L’ANNUNCIATO BOICOTTAGGIO finito a tarallucci e vino 4 – Dopo una conferenza stampa infuocata venerdì pomeriggio, con Vijay Mallya – boss Force India – che non le ha mandate a dire a Toto Wolff e al budget da 400 milioni di euro della Mercedes (“Se possiedi un team, sei quello che firma gli assegni. Se guidi un team, sei quello che gli assegni gli riceve.. è normale che ci sia una divergenza di opinioni”), lanciati strali qua e là, i vertici di Lotus, Force India e Sauber, autoproclamatisi paladini dei diritti dei piccoli team contro lo strapotere anticoncorrenziale dello Strategy Group, si sono tutti ritirati di buon ordine. E’ bastato che zio Bernie promettesse loro qualche ossicino, facendo mea culpa. Tanto valeva evitare questo “al lupo, al lupo”. AL VENERDI’ LEONI, ALLA DOMENICA…

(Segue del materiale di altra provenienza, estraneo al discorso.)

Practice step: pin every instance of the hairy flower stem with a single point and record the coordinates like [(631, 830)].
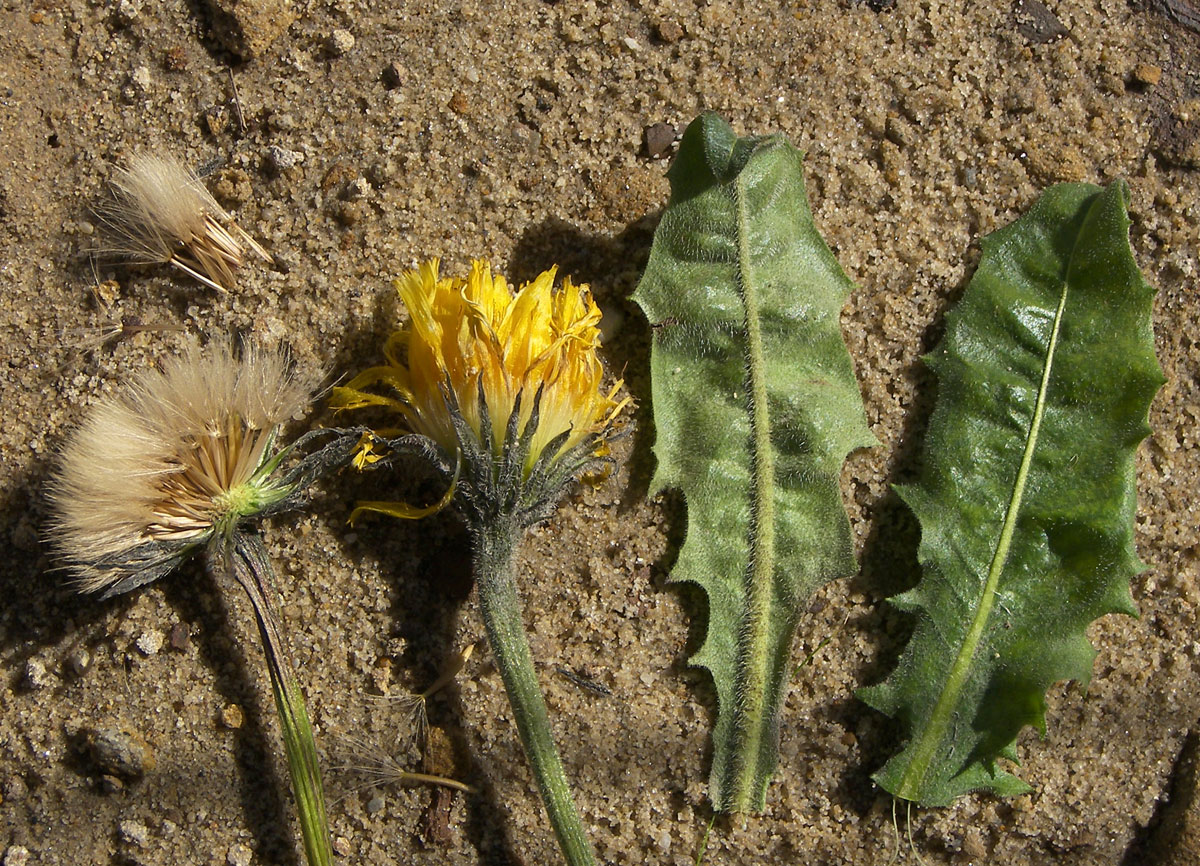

SAUBER 3 – La team principal Monisha Kaltenborn negli ultimi due anni è stata in prima linea nel denunciare a intervalli mensili la deriva di questa Formula  1, ormai sempre più lontana dallo sport. Coerentemente con questa visione, è arrivato sabato l’annuncio dell’ingaggio di Marcus Ericsson, il rookie più ectoplasmatico regalatoci dalla GP2 nell’ultimo lustro. 18 MILIONI di buone ragioni

GP degli USA 7 – Vedere vuoti i box di Marussia e Caterham è stato triste. Ma, volendo mettere da parte la questione “crisi finanziaria” e focalizzandoci sul rodeo andato in scena ad Austin, il Gran Premio degli Stati Uniti è stato una bella corsa. La safety car ad inizio gara e il conseguente valzer delle strategie, unito ai begli angoli del Circuit of The Americas, ci hanno regalato un Gran Premio divertente e pieno di sorpassi. YEEHAW!